Public park in Mobile, Alabama, US

Langan Park, also known as Municipal Park, is a 720 acre municipal park in the Spring Hill neighborhood of Mobile, Alabama, US. The park opened in 1957 and was named for Joseph N. Langan, a former Mobile mayor, state senator and city commissioner. It has lakes, natural spaces, tennis courts, children’s playgrounds and picnic areas. It is also the site of the Azalea City Golf Course, the Mobile Botanical Gardens, the Mobile Museum of Art and Playhouse in the Park.

==Activities==
The Azalea City Golf Course is an 18-hole public golf course owned and operated by the city. It opened in 1957 and has hosted Professional Golfers Association events. In 1998, all eighteen greens were redesigned and updated to an average of 5500 sqft per green and were planted in Champion Bermuda grass. The Mobile Tennis Center is a public tennis facility with 50 tennis courts, all lighted and hard-court, with a professional shop and professional instruction on site.

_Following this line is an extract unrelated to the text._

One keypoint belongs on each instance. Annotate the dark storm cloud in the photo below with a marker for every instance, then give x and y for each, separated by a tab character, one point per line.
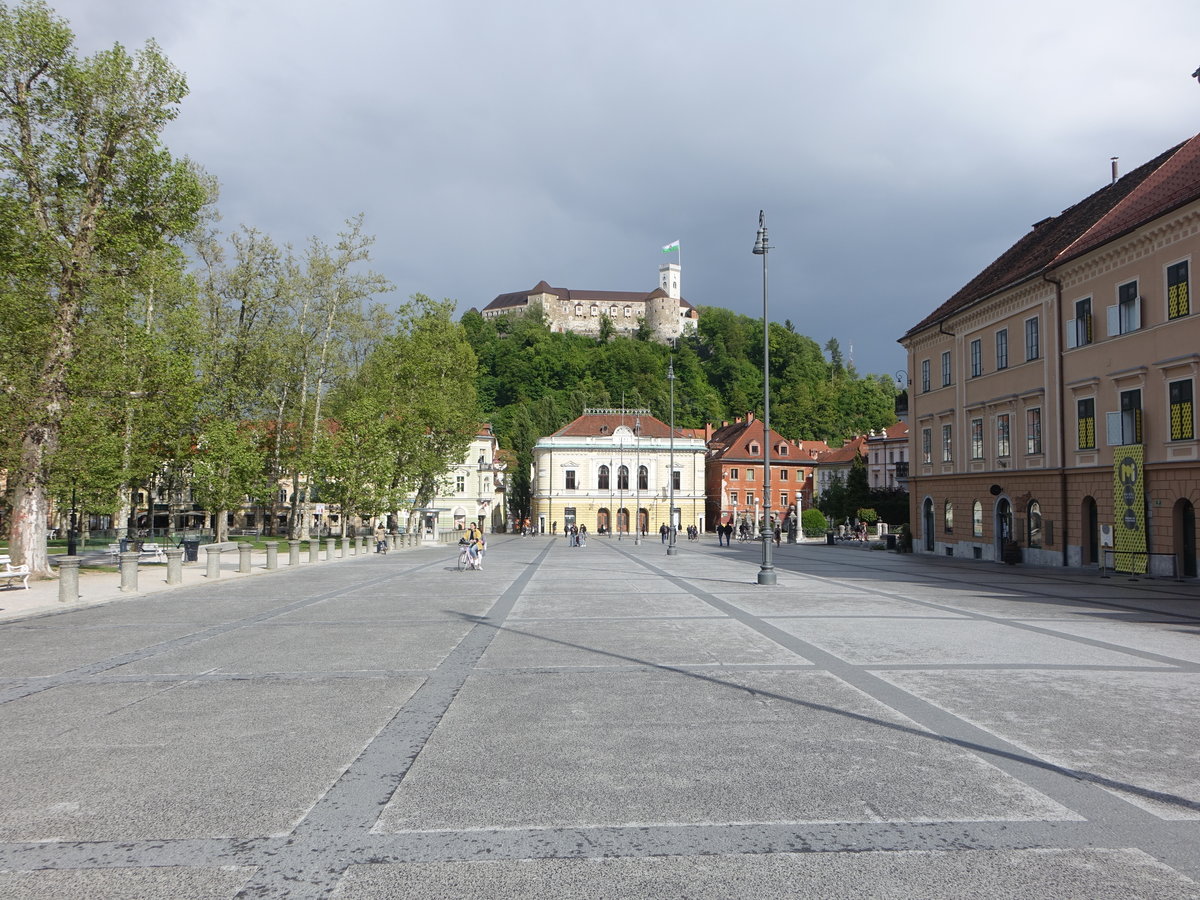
897	148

The Mobile Botanical Gardens have a variety of flora spread over 100 acre. The gardens contain a rhododendron garden with 1,000 evergreen and native azaleas and the 30 acre Longleaf Pine Habitat. The Mobile Museum of Art has European, non-Western, American and decorative arts collections.

Playhouse in the Park began in 1961 and concentrates on training young people in theatre arts. The program includes four large productions a year and consists of a training program for drama, dance, vocal, piano and scenic art classes. It also includes a traveling professional drama troupe and a full-scale puppet theatre.

==Invasive species==
The main lake in the park has become home to several invasive species, including the channeled applesnail and tilapia. Both are known to be very destructive to the native aquatic vegetation. Biologists speculate that the snails were most probably dumped into the lake from home aquaria. In 2009, applesnails were found downstream from the lake in Three Mile Creek, posing an immediate threat to the entire Mobile-Tensaw River Delta.